Visitors look at a makeshift memorial near the scene of the fatal siege in the heart of Sydney's financial district on Dec. 16, 2014. Sydneysiders including tearful office workers and Muslim women in hijabs laid flowers at the scene in an outpouring of grief and shock
Peter Parks—AFP/Getty Images
By Ian Lloyd Neubauer
December 16, 2014

If the location of the Sydney siege — images of which flashed around the world for 16 hours before two hostages and a gunman were killed — appeared familiar, it’s because Martin Place is a popular international film set. Superman Returns and the Matrix trilogy were filmed in the pedestrianized, central Sydney precinct, lined with colonial-era buildings that are the headquarters of Australia’s largest financial institutions, law firms and broadcasters as well as high-end retailers like Brooks Brothers and the Lindt Chocolat Café, where the tragedy took place.

What is absolutely alien, on the other hand, is that nature of a man like the 50-year-old Iranian-born perpetrator, Man Haron Monis. There is no point in trying to place him, as some have attempted, in an overarching discourse of Islamist terrorism and history, because he was plainly not a terrorist but a mentally disturbed individual and serial sex offender. Neither is it helpful to describe this tragedy — as media mogul Rupert Murdoch did — as a “wake-up call” for the nation, because, from the Port Arthur massacre to the Bali bombings, Australia has had plenty of those already.

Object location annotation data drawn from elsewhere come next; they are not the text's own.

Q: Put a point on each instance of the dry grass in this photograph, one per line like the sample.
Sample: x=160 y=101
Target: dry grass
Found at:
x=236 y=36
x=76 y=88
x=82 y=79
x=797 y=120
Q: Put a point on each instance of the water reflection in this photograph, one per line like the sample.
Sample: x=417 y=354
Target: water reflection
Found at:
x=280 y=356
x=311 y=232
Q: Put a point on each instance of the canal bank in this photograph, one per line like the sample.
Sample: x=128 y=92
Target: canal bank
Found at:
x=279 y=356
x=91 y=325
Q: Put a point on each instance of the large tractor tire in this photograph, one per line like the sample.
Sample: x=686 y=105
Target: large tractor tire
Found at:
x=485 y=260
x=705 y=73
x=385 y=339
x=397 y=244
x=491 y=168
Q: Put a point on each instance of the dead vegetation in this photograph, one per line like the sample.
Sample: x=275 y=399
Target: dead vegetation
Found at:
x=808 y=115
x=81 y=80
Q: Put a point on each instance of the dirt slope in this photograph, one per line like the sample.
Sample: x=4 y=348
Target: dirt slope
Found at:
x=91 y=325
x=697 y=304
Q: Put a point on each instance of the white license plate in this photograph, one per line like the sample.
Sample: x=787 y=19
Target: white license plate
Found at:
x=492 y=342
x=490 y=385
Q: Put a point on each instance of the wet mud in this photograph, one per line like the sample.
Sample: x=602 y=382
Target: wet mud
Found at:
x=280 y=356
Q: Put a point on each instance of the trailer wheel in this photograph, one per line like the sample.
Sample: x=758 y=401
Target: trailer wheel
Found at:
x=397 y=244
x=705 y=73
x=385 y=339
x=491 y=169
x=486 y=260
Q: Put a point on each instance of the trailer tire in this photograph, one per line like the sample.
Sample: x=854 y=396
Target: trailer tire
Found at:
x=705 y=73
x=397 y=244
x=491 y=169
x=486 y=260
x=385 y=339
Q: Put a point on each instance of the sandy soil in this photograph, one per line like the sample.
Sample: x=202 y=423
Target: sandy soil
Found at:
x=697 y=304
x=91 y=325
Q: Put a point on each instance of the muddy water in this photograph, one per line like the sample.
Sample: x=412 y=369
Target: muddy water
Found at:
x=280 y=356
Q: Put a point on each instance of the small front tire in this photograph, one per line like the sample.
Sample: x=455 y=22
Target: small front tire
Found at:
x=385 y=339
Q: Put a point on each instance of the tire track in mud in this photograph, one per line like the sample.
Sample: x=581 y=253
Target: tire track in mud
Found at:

To be sure, Monis lost a final appeal in the High Court to overturn a conviction he had received for sending hate mail to the widows of Australian troops killed in Afghanistan. So much, so jihadist. But he was also a pervert (facing 40 charges of sexual assault) and accused of being an accessory to the murder of his ex-wife. That makes him more criminal than terrorist. As everyone now knows, he couldn’t even get his props right: the black flag he forced his hostages to hold in the window of the café was not the emblem of the Islamic State of Iraq and Greater Syria (ISIS) but a plain and simple shahada — a common Muslim inscription that says “There is no god but Allah and Muhammad is the messenger of Allah.” Unable to furnish his own, Monis had to demand an ISIS flag from the authorities in exchange for a hostage. He never got it.

It’s true that Australia has been expecting a terrorist attack. Security assets have been high alert since September when ISIS called for members to seek retribution against Australia and other members of the coalition it is fighting in the Middle East. Clive Williams, professor at Macquarie University’s Department of Policing, Intelligence and Counter Terrorism, also concedes that Monis’ deranged last stand “had some of the characteristics of a terror attack — it was religiously motivated, designed to terrorize and directed towards noncombatants.” But, he stresses, “the thing that was lacking was strategy. It was an irrational act of violence and it is not clear what he hoped to achieve.”

He adds: “It seems more of a reaction to the problems he was experiencing in the criminal justice system. The one thing that will probably come out of this that we need to look at how we manage people with mental-health issues.”

Williams sentiments were echoed by Keysar Trad, the founder of the Islamic Friendship Association of Australia and voice for Sydney’s Lebanese Muslim community: “I am hoping that all Australians will see this for what it is: the actions of a madman.”

Australia’s long-suffering asylum seekers, thousands of whom remain cruelly holed up in indefinite detention in offshore detention centers in third-world backwaters, may be fearing some backlash. Monis arrived in Australian in 1996 as a political exile. Abdul Numan Haider, a teenage terrorist suspect who was shot dead in Melbourne in September after attacking two police officers with a knife, arrived in Australia as a refugee with his parents a decade ago.

The Refugee Council of Australia (RCOA), however, has refused to entertain suggestions that the Australian government will clamp down even harder on refugees. “I don’t think there is any point speculating,” an RCOA spokesperson tells TIME. “It’s not something we are talking about.”

Greg Barton of the Global Terrorism Research Centre also talks the idea down. “I don’t think it makes sense to relate this event to Australia’s migration policy, except to say that people coming from troubled backgrounds are vulnerable to further trouble themselves. We need to reach out to them more and engage with them rather than simply seizing their passports,” he says of the dozens of Australian Muslims who’ve had their travel documents seized over fears they intend to join the 150-odd Australian jihadists fighting in Syria and Iraq.

Monis may have sympathized with those fighters and he may have been inspired by them to a degree. But trying to make sense of a lunatic killer described by his own lawyer as “damaged goods” is an exercise in futility. He could just as easily have cloaked himself in the guise of any number of radical causes to help generate media coverage.

In that sense, Monis has not changed Australia forever but the opposite: he has brought out what was always there. Take a look at the #IllRideWithYou social-media hashtag, used to express solidarity with Australians Muslims fearing the scapegoating and bigotry that invariably follows events like this. In that gesture of support is the spontaneous generosity and the tolerance and the ready compassion that is forever Australian.